Tasked by her mother, the Faerie Queen Maeve, to reach an accord with her human counterpart, Mary Tudor, Rhiannon le Fay crosses the Veil into Tudor England—a portal that is thinning as the millennial Convergence approaches. The intersecting of these two worlds, Faerie and the mortal realm, will bring endless wars between the two unless Rhiannon’s mission is completed.
For the virginal half-Faerie, half-human princess, the timing is dire, as the Inquisition’s reign of terror is in full force. Even worse, Beltran, one of the “Blades of God,” who enforces the papal edicts has picked up Rhiannon’s trail. Intent on delivering to Bishop Bonner any soul suspected of devilry, Lord Beltran Nemesto makes quick work of Rhiannon’s escort as he captures the princess.

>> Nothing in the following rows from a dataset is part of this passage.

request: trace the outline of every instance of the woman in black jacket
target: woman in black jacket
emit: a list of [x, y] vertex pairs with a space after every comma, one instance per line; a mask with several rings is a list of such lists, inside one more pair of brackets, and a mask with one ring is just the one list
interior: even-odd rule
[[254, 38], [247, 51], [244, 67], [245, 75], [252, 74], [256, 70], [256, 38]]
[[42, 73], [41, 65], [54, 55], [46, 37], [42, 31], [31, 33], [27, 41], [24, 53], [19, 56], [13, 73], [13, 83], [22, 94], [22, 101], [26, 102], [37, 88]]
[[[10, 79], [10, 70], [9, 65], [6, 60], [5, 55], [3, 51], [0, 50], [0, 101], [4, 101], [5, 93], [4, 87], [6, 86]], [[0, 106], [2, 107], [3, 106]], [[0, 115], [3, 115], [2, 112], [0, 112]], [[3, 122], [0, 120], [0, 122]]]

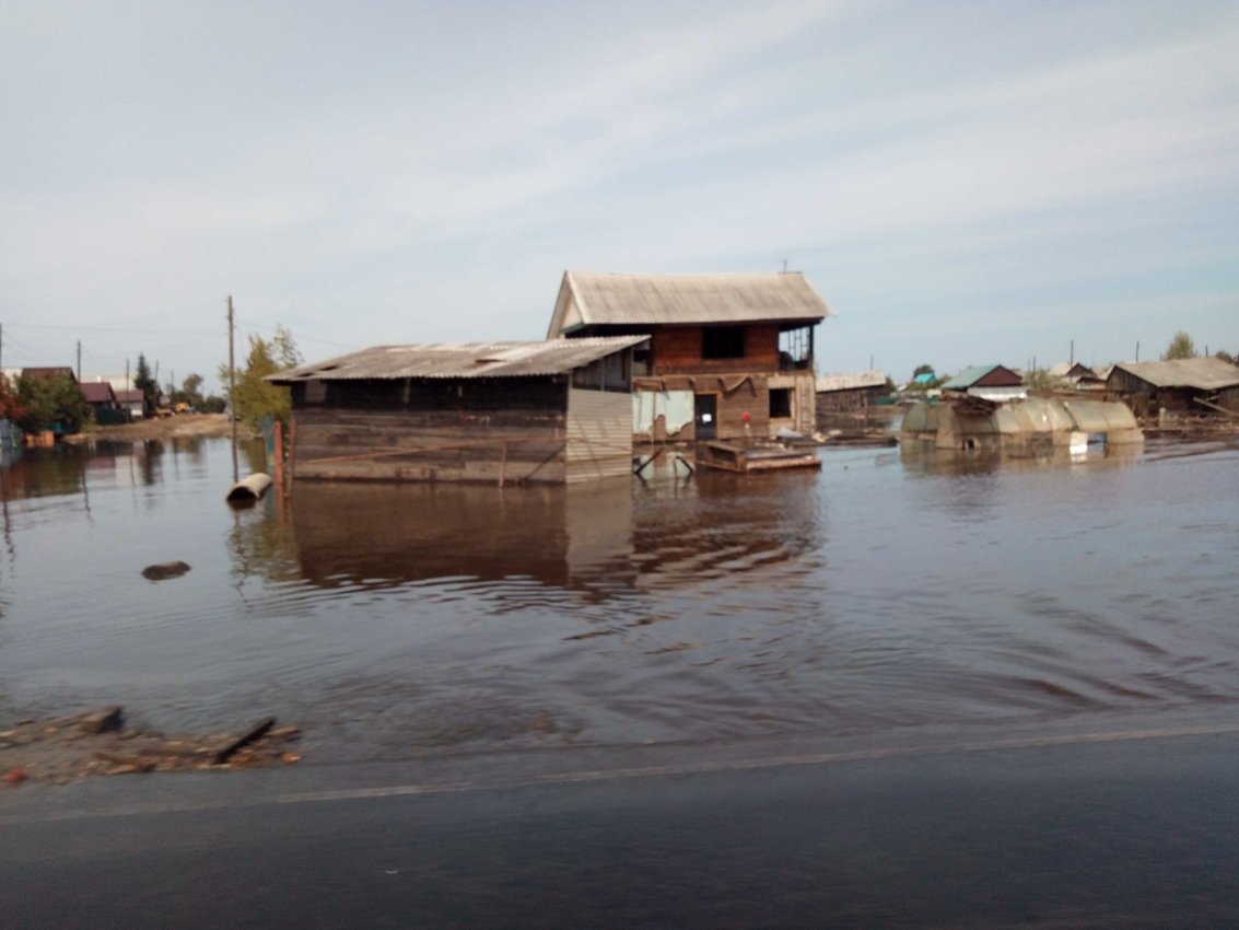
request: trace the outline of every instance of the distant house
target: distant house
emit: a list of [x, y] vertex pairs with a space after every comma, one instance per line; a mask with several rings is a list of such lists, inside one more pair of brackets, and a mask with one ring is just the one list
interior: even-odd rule
[[1059, 362], [1046, 373], [1059, 386], [1083, 391], [1100, 391], [1105, 387], [1105, 379], [1099, 378], [1097, 372], [1083, 362]]
[[95, 413], [99, 410], [118, 410], [120, 404], [116, 403], [116, 394], [112, 389], [112, 384], [107, 381], [84, 381], [78, 384], [82, 388], [82, 394], [85, 397], [85, 402], [90, 404], [90, 409]]
[[1110, 370], [1106, 391], [1118, 394], [1140, 417], [1239, 412], [1239, 367], [1222, 358], [1171, 362], [1120, 362]]
[[855, 374], [823, 374], [814, 384], [818, 393], [818, 415], [847, 413], [873, 407], [885, 397], [886, 372], [862, 371]]
[[548, 339], [646, 335], [633, 371], [643, 440], [812, 433], [814, 327], [833, 316], [803, 275], [565, 272]]
[[[115, 388], [114, 388], [115, 391]], [[138, 388], [115, 391], [116, 403], [129, 414], [129, 419], [140, 420], [146, 413], [146, 396]]]
[[574, 484], [632, 472], [643, 336], [378, 346], [278, 372], [294, 479]]
[[63, 374], [67, 378], [77, 383], [77, 374], [67, 365], [43, 367], [43, 368], [22, 368], [21, 377], [24, 378], [55, 378], [57, 374]]
[[1018, 372], [1001, 365], [983, 365], [965, 368], [942, 386], [944, 396], [969, 394], [986, 401], [1015, 401], [1028, 396]]

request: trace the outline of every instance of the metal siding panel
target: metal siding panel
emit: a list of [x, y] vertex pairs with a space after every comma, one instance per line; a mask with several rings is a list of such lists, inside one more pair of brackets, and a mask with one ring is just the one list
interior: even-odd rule
[[567, 481], [632, 472], [632, 396], [612, 391], [567, 392]]

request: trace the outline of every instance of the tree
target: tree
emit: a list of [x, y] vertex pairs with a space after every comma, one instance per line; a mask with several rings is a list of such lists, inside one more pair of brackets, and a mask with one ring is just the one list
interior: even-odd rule
[[1170, 341], [1170, 346], [1162, 353], [1162, 361], [1165, 362], [1171, 362], [1177, 358], [1196, 358], [1196, 343], [1192, 342], [1192, 337], [1182, 330], [1175, 334], [1175, 339]]
[[146, 356], [138, 353], [138, 371], [134, 372], [134, 389], [142, 392], [142, 413], [152, 414], [159, 409], [159, 384], [146, 363]]
[[16, 387], [0, 372], [0, 419], [16, 423], [25, 415], [26, 408], [17, 397]]
[[[292, 334], [282, 326], [275, 327], [275, 335], [270, 340], [250, 336], [245, 367], [237, 372], [235, 396], [225, 387], [225, 394], [237, 419], [252, 427], [258, 427], [264, 417], [274, 417], [287, 423], [292, 413], [291, 392], [263, 378], [300, 363], [301, 353], [297, 351], [297, 343], [292, 341]], [[219, 381], [228, 384], [227, 365], [219, 366]]]
[[77, 433], [90, 419], [90, 404], [67, 372], [17, 378], [17, 399], [24, 410], [14, 422], [26, 433], [52, 429], [57, 424], [66, 433]]

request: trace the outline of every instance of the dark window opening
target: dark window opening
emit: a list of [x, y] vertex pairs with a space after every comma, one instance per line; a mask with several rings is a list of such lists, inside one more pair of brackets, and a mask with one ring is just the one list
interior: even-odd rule
[[792, 388], [771, 388], [771, 419], [792, 415]]
[[701, 331], [703, 358], [743, 358], [743, 326], [711, 326]]

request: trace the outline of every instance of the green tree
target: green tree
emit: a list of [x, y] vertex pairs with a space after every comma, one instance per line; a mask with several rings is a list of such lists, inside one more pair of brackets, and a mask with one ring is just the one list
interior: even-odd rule
[[0, 372], [0, 419], [16, 423], [25, 413], [17, 388]]
[[142, 413], [147, 417], [159, 409], [159, 384], [151, 367], [146, 363], [146, 356], [138, 353], [138, 371], [134, 372], [134, 389], [142, 392]]
[[219, 366], [219, 381], [224, 393], [233, 405], [237, 419], [256, 427], [264, 417], [274, 417], [287, 423], [292, 413], [291, 392], [285, 387], [263, 381], [268, 374], [292, 368], [301, 363], [301, 353], [292, 334], [282, 326], [275, 327], [270, 340], [261, 336], [249, 337], [249, 356], [245, 367], [237, 371], [237, 392], [233, 396], [228, 386], [228, 366]]
[[1176, 358], [1196, 358], [1196, 343], [1182, 330], [1175, 334], [1175, 339], [1170, 341], [1170, 346], [1162, 353], [1162, 361], [1170, 362]]
[[24, 410], [14, 422], [27, 433], [52, 429], [57, 424], [66, 433], [77, 433], [90, 419], [90, 404], [82, 387], [66, 372], [17, 378], [17, 399]]

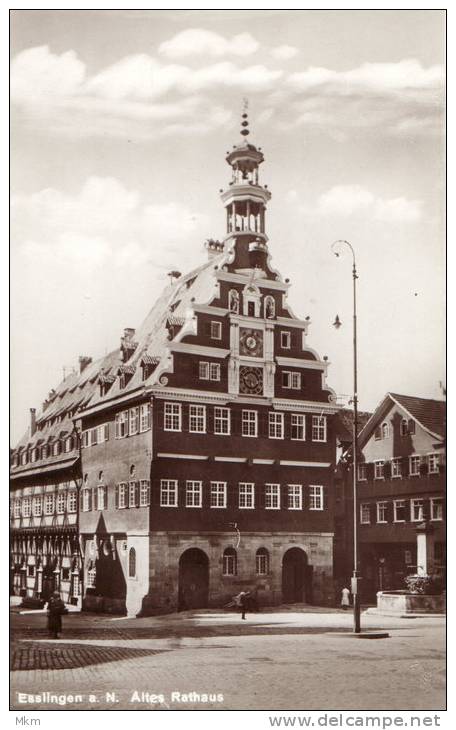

Little did Beltran expect to be captured by Rhiannon. Her elfin beauty torments him far more than is seemly for a man of God. It is lust at first sight, but by the time Beltran reverses his original course and determines to protect Rhiannon from the inquisitors, it is too late.
Eluding his custody at the country manor of the exiled Lady Elizabeth, Rhiannon makes her way to Hampton Court, where the sickly and pious Queen Mary believes her first an angel, and then a witch. Thrusts and parries of passion ensue on many levels as Rhiannon and Beltran’s loyalties and faith are tested at first by their honor bound by their respective duties to kith and kin, and then to each other—especially when the ultimate sacrifice is required from both of them.
Navarre expertly employs “The Convergence” as a macrocosm of the religious struggle between the Faerie princess and the man called God’s Vengeance. Herein lays the crux of the novel, as Faerie magic and Christian dogma collide repeatedly across time and space.
Magick by Moonrise’s romantic heat is sensual, stirring and puissant—enough to empower Rhiannon and Beltran to overcome the deep chasm that separates them. Navarre’s lush writing style, which deftly appeals to the senses, describes the unbridled lust stirring in Beltran while he debates with himself over his duties, loyalties and honor. Alternatively, she artfully reveals the euphoria of feminine ecstasy that comes with submission of heart and soul.
Book One of Navarre’s Magick Trilogy, Magick by Moonrise, will leave fans of fantasy and romance eagerly awaiting the series’ next installment.